Passageiros publicaram nas redes sociais imagens de usuários andando pela linha após o trem sair dos trilhos. Não houve vítimas.
A ocorrência desta segunda foi no sentido Itapevi. Até a publicação desta reportagem, o serviço ainda não havia sido liberado. No horário de pico do início da noite, havia superlotação de usuários, que tentavam voltar para casa.
A circulação na linha 8 foi interrompida entre as estações Lapa e Júlio Prestes, no centro.
Segundo a concessionária, às 21h27 os trens passaram a circular por apenas uma via na estação Lapa, com e com maior intervalo entre as estações Júlio Prestes e Itapevi.
Por causa da medida, a operação Paese, de ônibus, que havia sido colocada em operação para transportar os passageiros, foi desmobilizada.
O descarrilamento da última tarde é o segundo em pouco mais de um mês na linha 8-diamante. O episódio anterior foi em 7 de dezembro, quando um trem saiu dos trilhos próximo à estação Domingos de Moraes, também na capital.
O trem do acidente em dezembro é o mesmo que em março de 2022 bateu em uma contenção na plataforma de desembarque da estação Júlio Prestes, no centro de São Paulo. O maquinista foi demitido na época.
Questionada, a Secretaria de Transportes Metropolitanos não diz se vai acatar a recomendação do Ministério Público. Em nota, afirma que o contrato de concessão com a ViaMobilidade para as linhas 8-diamante e 9-esmeralda tem uma série de obrigações e deveres da concessionária para garantir o desempenho operacional.
“O não cumprimento integral dessas obrigações gera a abertura de processos administrativos para a aplicação das sanções contratuais previstas.”
“Sobre os pedidos do Ministério Público, a STM presta todos os esclarecimentos necessários, dentro do prazo, e obedece rigorosamente aos procedimentos previstos em lei”, diz trecho da nota.
A pasta afirma ainda que a CMCP (Comissão de Monitoramento de Concessões e Parcerias) acompanhou o trabalho da concessionária durante a tarde desta segunda-feira e abrirá processo administrativo competente.
A recomendação ao governo para rompimento do contrato foi feita em documento protocolado em dezembro do ano passado.
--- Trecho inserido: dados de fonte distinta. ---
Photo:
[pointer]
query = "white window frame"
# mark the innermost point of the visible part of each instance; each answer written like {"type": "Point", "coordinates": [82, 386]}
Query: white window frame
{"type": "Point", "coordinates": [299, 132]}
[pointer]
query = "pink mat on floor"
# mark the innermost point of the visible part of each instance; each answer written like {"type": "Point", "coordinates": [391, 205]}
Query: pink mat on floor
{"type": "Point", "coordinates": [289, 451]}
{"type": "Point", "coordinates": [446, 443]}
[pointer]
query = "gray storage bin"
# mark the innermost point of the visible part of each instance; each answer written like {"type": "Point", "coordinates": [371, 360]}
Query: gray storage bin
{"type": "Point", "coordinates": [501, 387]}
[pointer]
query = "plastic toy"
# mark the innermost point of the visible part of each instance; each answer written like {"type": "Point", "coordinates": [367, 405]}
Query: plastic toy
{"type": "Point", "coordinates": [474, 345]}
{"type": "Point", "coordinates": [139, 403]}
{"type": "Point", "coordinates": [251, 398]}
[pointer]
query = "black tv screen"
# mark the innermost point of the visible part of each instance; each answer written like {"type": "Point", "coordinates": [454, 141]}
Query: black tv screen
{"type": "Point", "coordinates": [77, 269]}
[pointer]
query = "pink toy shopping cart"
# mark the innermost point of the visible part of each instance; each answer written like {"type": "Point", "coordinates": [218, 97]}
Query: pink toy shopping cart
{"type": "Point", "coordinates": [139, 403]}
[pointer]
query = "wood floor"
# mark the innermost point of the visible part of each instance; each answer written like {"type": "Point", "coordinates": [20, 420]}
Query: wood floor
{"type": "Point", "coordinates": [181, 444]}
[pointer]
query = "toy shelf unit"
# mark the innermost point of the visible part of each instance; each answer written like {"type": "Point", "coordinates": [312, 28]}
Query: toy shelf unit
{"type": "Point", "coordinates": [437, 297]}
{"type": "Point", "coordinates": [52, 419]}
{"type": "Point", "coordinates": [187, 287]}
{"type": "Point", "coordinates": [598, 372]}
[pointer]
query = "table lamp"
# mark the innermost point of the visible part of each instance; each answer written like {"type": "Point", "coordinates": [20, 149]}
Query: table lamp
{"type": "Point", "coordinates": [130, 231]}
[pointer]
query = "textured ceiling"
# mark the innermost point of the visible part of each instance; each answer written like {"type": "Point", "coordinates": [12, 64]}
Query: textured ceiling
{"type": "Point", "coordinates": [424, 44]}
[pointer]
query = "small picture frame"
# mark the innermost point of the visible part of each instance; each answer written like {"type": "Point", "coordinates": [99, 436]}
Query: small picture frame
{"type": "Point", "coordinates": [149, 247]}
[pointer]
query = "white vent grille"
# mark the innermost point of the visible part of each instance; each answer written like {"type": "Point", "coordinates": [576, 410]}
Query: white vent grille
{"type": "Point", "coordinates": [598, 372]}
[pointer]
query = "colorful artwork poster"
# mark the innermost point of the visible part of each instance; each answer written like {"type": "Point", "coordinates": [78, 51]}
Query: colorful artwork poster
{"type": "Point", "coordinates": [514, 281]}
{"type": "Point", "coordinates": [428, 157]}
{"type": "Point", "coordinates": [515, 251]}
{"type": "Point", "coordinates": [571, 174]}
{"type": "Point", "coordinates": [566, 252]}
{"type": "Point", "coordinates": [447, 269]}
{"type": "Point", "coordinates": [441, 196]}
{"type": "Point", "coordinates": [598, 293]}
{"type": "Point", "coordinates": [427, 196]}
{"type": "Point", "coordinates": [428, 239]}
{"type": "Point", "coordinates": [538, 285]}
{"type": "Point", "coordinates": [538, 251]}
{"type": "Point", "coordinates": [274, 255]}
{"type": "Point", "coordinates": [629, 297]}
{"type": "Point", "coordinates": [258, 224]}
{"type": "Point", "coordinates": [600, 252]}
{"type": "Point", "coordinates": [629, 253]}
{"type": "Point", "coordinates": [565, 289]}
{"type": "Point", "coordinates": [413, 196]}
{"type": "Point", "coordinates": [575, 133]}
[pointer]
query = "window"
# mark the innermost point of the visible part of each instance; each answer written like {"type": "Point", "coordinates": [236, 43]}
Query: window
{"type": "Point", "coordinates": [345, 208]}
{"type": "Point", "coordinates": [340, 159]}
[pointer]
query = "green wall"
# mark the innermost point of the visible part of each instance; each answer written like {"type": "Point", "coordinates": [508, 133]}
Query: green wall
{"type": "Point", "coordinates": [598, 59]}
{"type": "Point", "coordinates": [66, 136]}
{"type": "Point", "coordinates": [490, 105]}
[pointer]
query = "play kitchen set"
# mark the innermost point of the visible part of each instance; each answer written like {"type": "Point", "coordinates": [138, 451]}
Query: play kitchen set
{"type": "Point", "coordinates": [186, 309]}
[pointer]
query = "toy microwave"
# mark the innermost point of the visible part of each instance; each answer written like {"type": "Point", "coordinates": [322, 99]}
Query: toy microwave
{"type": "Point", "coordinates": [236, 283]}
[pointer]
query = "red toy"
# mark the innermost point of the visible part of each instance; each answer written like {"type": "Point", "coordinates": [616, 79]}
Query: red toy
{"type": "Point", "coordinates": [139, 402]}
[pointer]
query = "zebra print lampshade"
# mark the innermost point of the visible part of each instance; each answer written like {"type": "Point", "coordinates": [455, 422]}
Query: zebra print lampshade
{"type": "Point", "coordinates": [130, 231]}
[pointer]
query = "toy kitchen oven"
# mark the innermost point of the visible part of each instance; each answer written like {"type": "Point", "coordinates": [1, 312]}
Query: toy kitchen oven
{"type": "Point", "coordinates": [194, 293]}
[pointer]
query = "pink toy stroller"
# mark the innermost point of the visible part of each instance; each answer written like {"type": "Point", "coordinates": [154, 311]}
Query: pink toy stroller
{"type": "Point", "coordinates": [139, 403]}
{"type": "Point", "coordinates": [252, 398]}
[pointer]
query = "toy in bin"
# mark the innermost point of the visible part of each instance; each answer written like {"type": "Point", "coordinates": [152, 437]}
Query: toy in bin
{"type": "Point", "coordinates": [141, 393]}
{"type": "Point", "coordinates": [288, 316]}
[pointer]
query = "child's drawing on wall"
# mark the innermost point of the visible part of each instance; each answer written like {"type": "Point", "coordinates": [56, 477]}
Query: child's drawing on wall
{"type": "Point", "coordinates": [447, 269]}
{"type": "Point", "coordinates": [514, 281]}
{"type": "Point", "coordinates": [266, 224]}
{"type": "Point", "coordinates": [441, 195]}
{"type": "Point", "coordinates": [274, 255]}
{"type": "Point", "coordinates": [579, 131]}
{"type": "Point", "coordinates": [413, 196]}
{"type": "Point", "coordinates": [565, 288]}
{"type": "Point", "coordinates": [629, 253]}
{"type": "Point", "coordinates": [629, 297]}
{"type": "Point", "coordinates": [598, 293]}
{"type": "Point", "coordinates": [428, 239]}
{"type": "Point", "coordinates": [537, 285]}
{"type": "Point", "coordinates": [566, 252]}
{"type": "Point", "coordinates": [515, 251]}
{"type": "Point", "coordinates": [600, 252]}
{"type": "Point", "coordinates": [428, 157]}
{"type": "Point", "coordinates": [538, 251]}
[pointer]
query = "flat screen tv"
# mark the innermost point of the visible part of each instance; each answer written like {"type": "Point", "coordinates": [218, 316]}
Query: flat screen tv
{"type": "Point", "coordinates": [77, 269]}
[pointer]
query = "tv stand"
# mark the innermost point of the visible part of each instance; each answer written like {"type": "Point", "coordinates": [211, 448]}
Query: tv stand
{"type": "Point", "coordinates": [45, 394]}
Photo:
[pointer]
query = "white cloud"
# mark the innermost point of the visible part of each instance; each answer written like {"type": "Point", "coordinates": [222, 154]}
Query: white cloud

A gestão Tarcísio de Freitas (Republicanos) tem até o próximo dia 26 para responder à orientação, segundo o Ministério Público.
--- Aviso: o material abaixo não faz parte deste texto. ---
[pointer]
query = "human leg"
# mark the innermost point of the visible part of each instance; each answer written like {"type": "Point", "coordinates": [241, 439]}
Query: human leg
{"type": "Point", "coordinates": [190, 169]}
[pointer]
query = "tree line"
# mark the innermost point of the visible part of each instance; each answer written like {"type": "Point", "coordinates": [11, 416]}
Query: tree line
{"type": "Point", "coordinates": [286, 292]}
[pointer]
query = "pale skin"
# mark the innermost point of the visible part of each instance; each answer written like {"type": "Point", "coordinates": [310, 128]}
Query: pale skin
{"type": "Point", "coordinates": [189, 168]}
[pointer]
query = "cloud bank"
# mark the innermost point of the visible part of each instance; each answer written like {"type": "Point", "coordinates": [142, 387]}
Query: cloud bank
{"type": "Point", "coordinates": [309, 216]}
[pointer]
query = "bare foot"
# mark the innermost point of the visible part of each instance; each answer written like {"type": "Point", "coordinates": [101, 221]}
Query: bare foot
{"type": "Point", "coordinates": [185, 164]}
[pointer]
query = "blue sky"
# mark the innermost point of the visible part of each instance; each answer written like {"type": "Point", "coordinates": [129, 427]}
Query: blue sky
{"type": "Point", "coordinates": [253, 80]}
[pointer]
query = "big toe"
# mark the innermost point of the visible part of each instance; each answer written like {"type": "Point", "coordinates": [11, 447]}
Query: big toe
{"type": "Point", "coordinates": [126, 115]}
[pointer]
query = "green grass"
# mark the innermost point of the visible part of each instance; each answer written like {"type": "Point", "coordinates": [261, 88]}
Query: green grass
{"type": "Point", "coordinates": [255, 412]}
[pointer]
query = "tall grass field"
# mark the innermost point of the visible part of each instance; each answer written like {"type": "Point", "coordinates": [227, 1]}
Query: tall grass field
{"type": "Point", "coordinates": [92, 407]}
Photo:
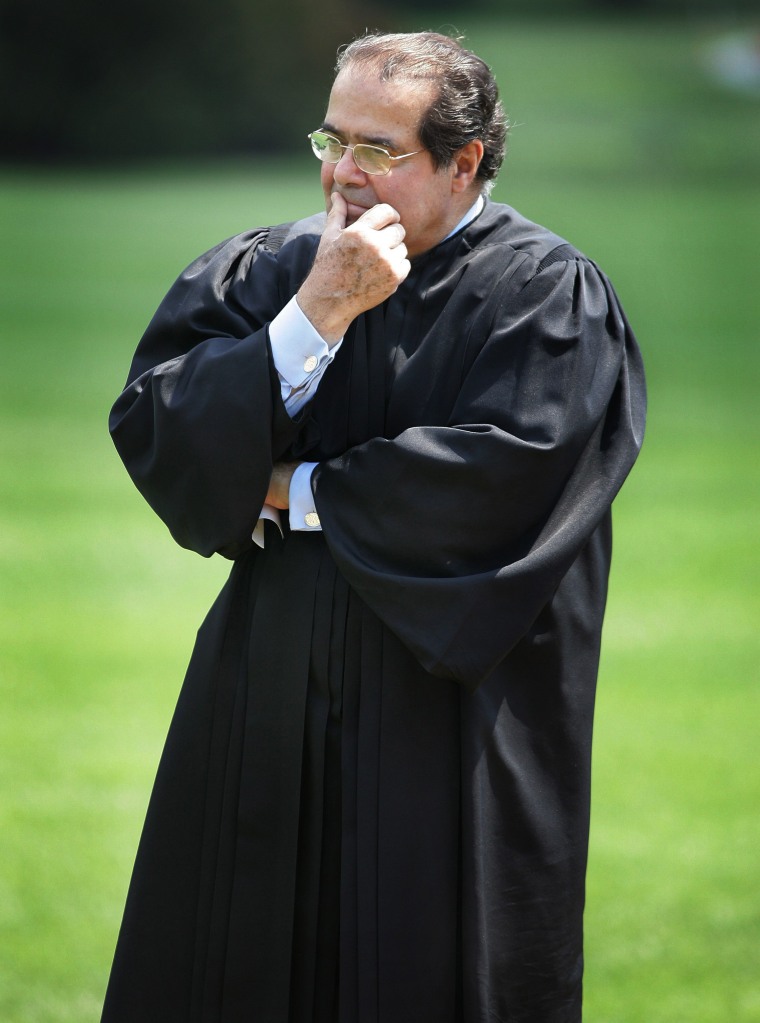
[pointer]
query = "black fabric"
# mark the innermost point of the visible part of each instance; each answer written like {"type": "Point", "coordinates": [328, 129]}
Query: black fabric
{"type": "Point", "coordinates": [372, 805]}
“Desde 27 de janeiro de 2022, quando a ViaMobilidade assumiu as duas linhas, foram causados graves prejuízos aos usuários, ao patrimônio público e a todo o sistema de transportes da região metropolitana de São Paulo”, diz o Ministério Público no ofício.
O texto lembra que a CMCP (Comissão de Monitoramento das Concessões e Permissões), da Secretaria de Transportes Metropolitanos de São Paulo, iniciou diversos processos administrativos de aplicação de multas por descumprimento do contrato de concessão, cujos valores somavam R$ 9,8 milhões.
“É necessária a extinção da concessão para que a estatal CPTM ou outra concessionária privada competente, escolhida por meio de outra licitação, assuma as linhas 8 e 9 de trens metropolitanos de São Paulo, em benefício dos usuários do sistema”, diz, no documento.
De acordo com Marques, a Promotoria pode pedir até três indenizações, além do rompimento de contrato: por danos morais coletivos; danos materiais, se for comprovados problemas provocados na linha e nos trens transferidos da CPTM (Companhia Paulista de Trens Metropolitanos) à ViaMobilidade; e danos ao consumidor.
Os valores das indenizações devem ser sugeridos pelo Ministério Público à Justiça após a conclusão de relatório sobre as linhas 8 e 9 que está sendo elaborado pelo Núcleo de Engenharia do CAEx (Centro de Apoio Operacional à Execução).
“Os trens e as linhas precisam voltar para a CPTM”, afirmou o promotor Marques, reforçando o que já havia recomendado por escrito em dezembro ao governo estadual.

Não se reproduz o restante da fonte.